We have two ways to run a parallel job:


  1. Using a bash script and using the sbatch command.
  2. Using the srun command directly


Using a bash script and using the sbatch command

First, we have to prepare a bash script in which we are going to indicate how many computers and how many cores each computer we ask for will run our job with:

#SBATCH -p normal # partition (queue)
#SBATCH -N 2 # number of nodes
#SBATCH --ntasks-per-node=4 # number of cores in each node
#SBATCH --mem-per-cpu 1000 # mem to user for each core
#SBATCH -t 0-00:15 # time (D-HH:MM)
#SBATCH -o slurm.%N.%j.out # STDOUT
#SBATCH -e slurm.%N.%j.err # STDERR
#SBATCH --mail-type=START,END,FAIL # notifications for job start, done & fail
#SBATCH [email protected] # send-to address


# Parallel program to run
srun mpi-example/mpi_mm



We can use diferents flags, for instance:


#SBATCH --ntasks=16 : How many cores in total we are asking for.
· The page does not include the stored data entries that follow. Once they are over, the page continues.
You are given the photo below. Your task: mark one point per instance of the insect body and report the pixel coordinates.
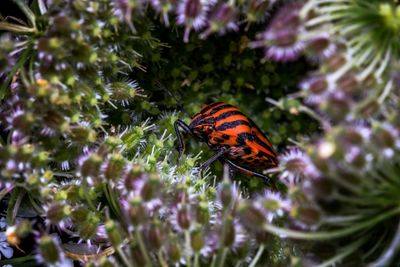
(236, 139)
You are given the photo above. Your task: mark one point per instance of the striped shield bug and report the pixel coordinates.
(235, 138)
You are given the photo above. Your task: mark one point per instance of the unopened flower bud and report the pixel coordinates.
(49, 249)
(114, 233)
(250, 216)
(196, 240)
(90, 166)
(83, 134)
(58, 212)
(225, 194)
(173, 250)
(137, 212)
(230, 232)
(114, 167)
(87, 229)
(202, 213)
(150, 187)
(183, 216)
(156, 235)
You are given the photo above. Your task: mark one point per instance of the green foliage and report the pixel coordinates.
(88, 163)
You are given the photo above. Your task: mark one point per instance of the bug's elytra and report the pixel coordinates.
(237, 139)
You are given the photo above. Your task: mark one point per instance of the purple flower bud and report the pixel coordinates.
(280, 38)
(320, 47)
(335, 62)
(221, 18)
(191, 13)
(385, 136)
(315, 84)
(256, 10)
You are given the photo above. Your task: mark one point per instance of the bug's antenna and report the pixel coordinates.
(179, 101)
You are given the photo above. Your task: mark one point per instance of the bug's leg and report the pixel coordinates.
(234, 165)
(212, 159)
(185, 127)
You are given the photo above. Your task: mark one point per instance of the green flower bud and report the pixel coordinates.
(183, 216)
(196, 240)
(173, 250)
(57, 212)
(137, 212)
(114, 167)
(250, 216)
(49, 250)
(114, 233)
(156, 235)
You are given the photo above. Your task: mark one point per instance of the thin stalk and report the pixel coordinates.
(258, 256)
(25, 55)
(35, 206)
(122, 255)
(223, 257)
(15, 28)
(161, 259)
(214, 260)
(188, 248)
(142, 248)
(386, 92)
(325, 235)
(196, 260)
(12, 205)
(5, 191)
(27, 11)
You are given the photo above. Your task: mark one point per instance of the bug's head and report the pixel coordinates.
(203, 129)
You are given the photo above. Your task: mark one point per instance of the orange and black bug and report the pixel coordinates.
(236, 139)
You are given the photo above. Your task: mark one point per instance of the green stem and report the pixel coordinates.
(223, 257)
(142, 248)
(386, 258)
(196, 260)
(13, 205)
(123, 256)
(257, 257)
(15, 28)
(25, 55)
(188, 248)
(27, 11)
(161, 259)
(332, 234)
(5, 191)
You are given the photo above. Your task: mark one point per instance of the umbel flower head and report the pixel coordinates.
(280, 39)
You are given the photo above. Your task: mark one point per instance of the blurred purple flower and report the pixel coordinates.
(192, 14)
(296, 164)
(221, 19)
(280, 39)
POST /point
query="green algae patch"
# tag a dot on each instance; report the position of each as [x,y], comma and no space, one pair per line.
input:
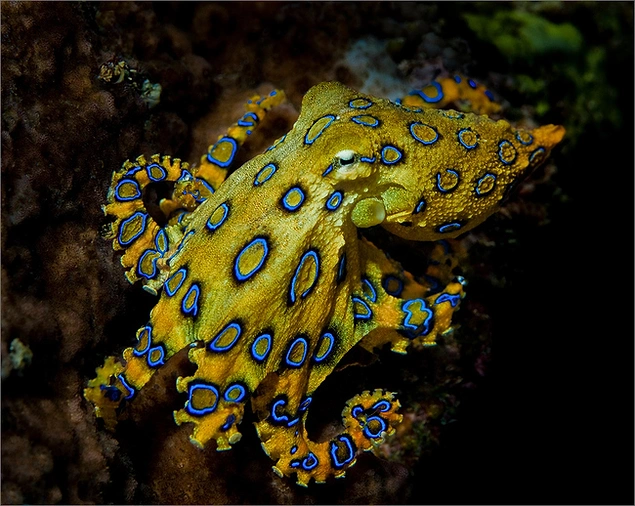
[524,35]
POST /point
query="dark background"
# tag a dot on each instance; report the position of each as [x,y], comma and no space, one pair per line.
[552,420]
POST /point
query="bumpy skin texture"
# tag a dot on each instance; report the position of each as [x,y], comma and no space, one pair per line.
[265,277]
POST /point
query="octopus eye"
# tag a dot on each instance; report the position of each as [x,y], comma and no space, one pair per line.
[346,157]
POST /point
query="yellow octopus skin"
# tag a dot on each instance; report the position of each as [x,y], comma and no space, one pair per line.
[263,275]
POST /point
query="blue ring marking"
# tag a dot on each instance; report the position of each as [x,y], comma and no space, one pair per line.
[254,347]
[204,411]
[417,138]
[185,175]
[245,120]
[374,435]
[449,227]
[317,135]
[365,105]
[310,462]
[239,276]
[134,170]
[535,153]
[394,293]
[126,386]
[279,418]
[161,241]
[465,144]
[525,143]
[453,299]
[338,464]
[127,199]
[478,184]
[229,421]
[213,345]
[381,404]
[334,200]
[341,268]
[452,188]
[141,230]
[390,149]
[316,258]
[213,226]
[452,114]
[304,405]
[298,340]
[154,264]
[139,353]
[220,163]
[500,151]
[373,292]
[193,308]
[269,166]
[241,393]
[405,307]
[149,171]
[361,316]
[331,340]
[288,206]
[426,98]
[360,120]
[158,362]
[183,272]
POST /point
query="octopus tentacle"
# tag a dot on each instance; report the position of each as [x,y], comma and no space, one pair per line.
[462,92]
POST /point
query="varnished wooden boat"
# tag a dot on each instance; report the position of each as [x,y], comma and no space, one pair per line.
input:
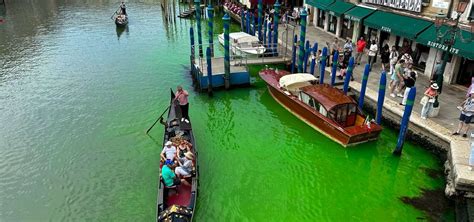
[172,206]
[323,107]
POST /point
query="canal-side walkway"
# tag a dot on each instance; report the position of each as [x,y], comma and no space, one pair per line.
[441,127]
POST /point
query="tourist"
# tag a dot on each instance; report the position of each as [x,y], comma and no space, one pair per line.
[185,169]
[372,53]
[393,58]
[182,97]
[409,82]
[467,110]
[168,152]
[428,100]
[169,178]
[360,49]
[385,57]
[396,77]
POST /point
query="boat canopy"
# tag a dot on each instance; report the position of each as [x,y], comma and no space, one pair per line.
[295,81]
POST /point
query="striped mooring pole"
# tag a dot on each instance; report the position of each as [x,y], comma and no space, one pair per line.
[210,15]
[322,69]
[405,121]
[293,55]
[226,20]
[302,40]
[380,100]
[350,67]
[197,6]
[335,60]
[260,14]
[365,78]
[209,71]
[276,18]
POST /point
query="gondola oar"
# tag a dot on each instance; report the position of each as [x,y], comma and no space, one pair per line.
[158,119]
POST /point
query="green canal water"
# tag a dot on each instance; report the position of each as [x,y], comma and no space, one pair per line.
[76,97]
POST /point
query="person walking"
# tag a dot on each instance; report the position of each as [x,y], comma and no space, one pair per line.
[372,53]
[467,110]
[428,100]
[182,97]
[361,43]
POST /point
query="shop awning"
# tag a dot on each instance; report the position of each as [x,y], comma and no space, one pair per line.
[321,4]
[338,8]
[428,37]
[404,26]
[358,13]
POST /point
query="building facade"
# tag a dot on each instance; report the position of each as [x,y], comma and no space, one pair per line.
[406,24]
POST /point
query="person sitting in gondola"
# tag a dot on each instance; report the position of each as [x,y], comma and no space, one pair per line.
[123,8]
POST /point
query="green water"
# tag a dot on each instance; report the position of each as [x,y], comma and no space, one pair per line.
[76,97]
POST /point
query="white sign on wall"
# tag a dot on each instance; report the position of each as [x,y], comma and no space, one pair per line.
[410,5]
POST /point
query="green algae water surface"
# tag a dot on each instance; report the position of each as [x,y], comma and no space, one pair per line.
[76,96]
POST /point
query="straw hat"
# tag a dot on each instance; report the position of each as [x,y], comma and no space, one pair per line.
[189,155]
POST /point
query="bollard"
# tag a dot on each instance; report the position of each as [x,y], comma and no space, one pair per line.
[302,40]
[226,21]
[197,6]
[210,15]
[335,61]
[276,17]
[365,78]
[306,55]
[209,71]
[293,55]
[382,84]
[405,121]
[348,75]
[260,12]
[324,57]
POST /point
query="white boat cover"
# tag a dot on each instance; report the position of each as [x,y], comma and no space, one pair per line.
[295,81]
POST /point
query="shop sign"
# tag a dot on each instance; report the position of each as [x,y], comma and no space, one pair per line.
[386,29]
[442,47]
[410,5]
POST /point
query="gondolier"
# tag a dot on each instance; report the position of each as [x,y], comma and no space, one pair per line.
[182,97]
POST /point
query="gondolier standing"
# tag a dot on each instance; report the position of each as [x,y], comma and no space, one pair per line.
[182,97]
[122,8]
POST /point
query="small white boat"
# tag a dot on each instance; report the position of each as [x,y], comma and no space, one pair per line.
[243,43]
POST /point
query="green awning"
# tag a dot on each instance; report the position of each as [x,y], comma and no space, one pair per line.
[321,4]
[338,8]
[358,13]
[404,26]
[428,37]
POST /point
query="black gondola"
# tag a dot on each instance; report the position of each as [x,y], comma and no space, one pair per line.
[177,204]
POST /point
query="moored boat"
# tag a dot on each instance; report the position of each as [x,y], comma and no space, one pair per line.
[177,203]
[242,43]
[323,107]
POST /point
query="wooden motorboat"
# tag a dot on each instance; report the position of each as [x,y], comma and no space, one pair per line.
[242,43]
[177,204]
[323,107]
These cores are going to be split by nodes (example: we can use 10 cores in one node and 6 cores  in the second node)
#SBATCH --mem=16G : Specifies the real memory required per node. A memory size specification of zero is treated as a special case and grants the job access to all of the memory on each node.


Using the srun command directly


We can avoid using a job script and indicate all the flags in a command line:


srun -N 4 --ntasks-per-node=8 --mem-per-cpu=2GB -t 00:30:00 mpi-example/mpi_mm


This way can be very useful if we want to use a script that send several jobs to the cluster.